The President further complained that the Commission had yearly asked for repeal of the law requiring it to prepare plans for railroad consolidation. He was also skeptical about the Commission's ability to evaluate the railroads, a problem before it since 1906. But he was inclined to be lenient in this regard, feeling that such valuation is impossible and would cost millions & millions to bring anywhere near completion.

The President concluded that obtaining action from the Commission was ponderously difficult. He predicted that if the Commission answered his criticism it would probably be with the hoary governmental reply—lack of power, lack of funds.

¶ President Coolidge asked the Senate to appropriate $5,000 for the purchase of an oil portrait of himself to be hung in the White House.
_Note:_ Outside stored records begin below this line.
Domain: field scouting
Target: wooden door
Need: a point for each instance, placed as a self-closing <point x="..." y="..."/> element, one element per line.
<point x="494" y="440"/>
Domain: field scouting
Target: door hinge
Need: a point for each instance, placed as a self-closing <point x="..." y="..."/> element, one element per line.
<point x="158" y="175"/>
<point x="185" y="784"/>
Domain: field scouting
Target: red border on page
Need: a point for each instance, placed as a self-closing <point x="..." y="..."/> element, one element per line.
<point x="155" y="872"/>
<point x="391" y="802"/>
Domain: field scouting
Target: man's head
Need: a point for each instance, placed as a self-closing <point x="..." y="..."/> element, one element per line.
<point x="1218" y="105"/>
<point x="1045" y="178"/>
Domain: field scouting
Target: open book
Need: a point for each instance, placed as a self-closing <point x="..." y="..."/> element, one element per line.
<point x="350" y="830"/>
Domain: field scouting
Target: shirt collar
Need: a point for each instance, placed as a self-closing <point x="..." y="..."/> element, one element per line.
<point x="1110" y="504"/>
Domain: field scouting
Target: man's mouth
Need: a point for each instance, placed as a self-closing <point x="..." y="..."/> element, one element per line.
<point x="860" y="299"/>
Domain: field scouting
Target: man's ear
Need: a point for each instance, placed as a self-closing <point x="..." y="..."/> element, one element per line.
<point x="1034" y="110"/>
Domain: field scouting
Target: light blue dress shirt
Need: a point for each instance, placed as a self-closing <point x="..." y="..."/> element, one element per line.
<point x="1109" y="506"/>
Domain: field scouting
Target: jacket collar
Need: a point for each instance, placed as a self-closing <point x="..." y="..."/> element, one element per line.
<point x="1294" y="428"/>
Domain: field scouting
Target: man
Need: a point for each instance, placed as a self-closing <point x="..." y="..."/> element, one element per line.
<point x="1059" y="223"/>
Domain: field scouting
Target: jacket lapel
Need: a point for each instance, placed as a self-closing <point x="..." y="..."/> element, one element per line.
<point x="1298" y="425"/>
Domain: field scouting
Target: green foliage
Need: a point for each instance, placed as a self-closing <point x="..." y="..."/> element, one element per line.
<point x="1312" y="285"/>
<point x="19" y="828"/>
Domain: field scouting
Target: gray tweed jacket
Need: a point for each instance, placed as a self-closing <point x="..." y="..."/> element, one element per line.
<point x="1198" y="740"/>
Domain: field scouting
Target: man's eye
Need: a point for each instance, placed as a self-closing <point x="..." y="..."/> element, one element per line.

The procedure is customary with outgoing Presidents. Hungarian Artist Philip A. Lazlo de Lombo's suave, briskly painted Coolidge portrait, which now hangs in the state dining room, seemed a probable choice. Other famed Coolidge portraits are by Frank 0. Salisbury, "painter laureate of England," for the New York Genealogical and Biographical Soci ety, Manhattan, and by Ercole Cartotto, adroit Italian. The Cartotto Coolidge is soon to be hung in the Manhattan clubhouse of President Coolidge's fraternity, Phi Gamma Delta.